The level of energy consumption and carbon emissions that can be attributed to the world’s cities is astronomical. It is estimated that cities are responsible for 70% of all carbon emissions and consume more than two-thirds of the world’s energy. Given that an increasing amount of the global population is moving to cities, and it’s clear to see that this is a trend that will get worse before it gets better, unless it is addressed. The new VC fund 2150 recognizes that if the carbon footprint of cities can be reduced, then the knock-on effects will be huge. To this effect, it has launched the fund with $240 million in starting capital and a mission to clean up global cities.
2150 has offices in London, Berlin, and Copenhagen and is aiming to find and fund startups that have the power to make cities more sustainable and resilient and that can improve city planning and the construction industry. The investment strategy around these areas is broad and can include any tech that makes construction more efficient, such as new materials and automation, as well as city infrastructure projects, like micromobility. To begin with, 2150 is looking at investing around 20 companies to the tune of around $5-6 million in Series A funding.

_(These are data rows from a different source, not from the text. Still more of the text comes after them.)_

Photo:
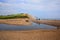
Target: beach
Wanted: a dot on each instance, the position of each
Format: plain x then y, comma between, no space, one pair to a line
30,35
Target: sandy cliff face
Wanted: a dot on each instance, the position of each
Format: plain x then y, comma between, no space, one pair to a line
18,21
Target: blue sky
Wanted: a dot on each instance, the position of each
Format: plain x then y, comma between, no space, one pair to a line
43,9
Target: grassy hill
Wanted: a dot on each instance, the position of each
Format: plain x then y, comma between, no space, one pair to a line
21,15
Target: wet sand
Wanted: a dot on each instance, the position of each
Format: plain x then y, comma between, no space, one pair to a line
30,35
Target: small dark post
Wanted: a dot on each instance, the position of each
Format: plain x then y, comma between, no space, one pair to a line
39,20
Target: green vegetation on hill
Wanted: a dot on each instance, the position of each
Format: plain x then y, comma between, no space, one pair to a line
21,15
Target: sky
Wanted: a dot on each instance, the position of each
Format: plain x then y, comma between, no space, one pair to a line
44,9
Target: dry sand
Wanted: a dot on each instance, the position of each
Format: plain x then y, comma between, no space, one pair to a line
30,35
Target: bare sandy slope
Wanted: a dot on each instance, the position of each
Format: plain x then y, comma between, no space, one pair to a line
30,35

The funds backers include Denmark’s Green Future Fund and Danish biotech investor Novo Holdings, and it will be overseen by a strong advisory board. Members of the board include renowned architect Bjarke Ingels; Christine Harada, the former chief sustainability office in the Obama administration; and Dr Lynn Loo, the director of Princeton’s Center for Energy and the Environment.
One of the early investments of 2150 is in CarbonCure Technologies, a Canadian company that is working to lower the CO2 footprint of concrete. As an initial investment, CarbonCure Technologies show the 2150 strategy at work — concrete is a major contributor to global CO2 emissions and is the most frequently used material in city construction. A reduction in concrete’s CO2 footprint will have a large measurable impact.
The measurement of impact is also key to the 2150 strategy, with the fund planning to hire an environmental scientist who will be able to make accurate assessments of the CO2 reductions. The fund is also aiming to report on two key metrics when assessing the impact of the fund and its investments — how many millions of tons of waste have been saved, upcycled and recycled, and how much CO2 has been captured, used or mitigated.
By 2050, it is predicted that two-thirds of the world population will be living in cities, making 2150’s fund goal of reducing the carbon footprint of these global centers even more vital.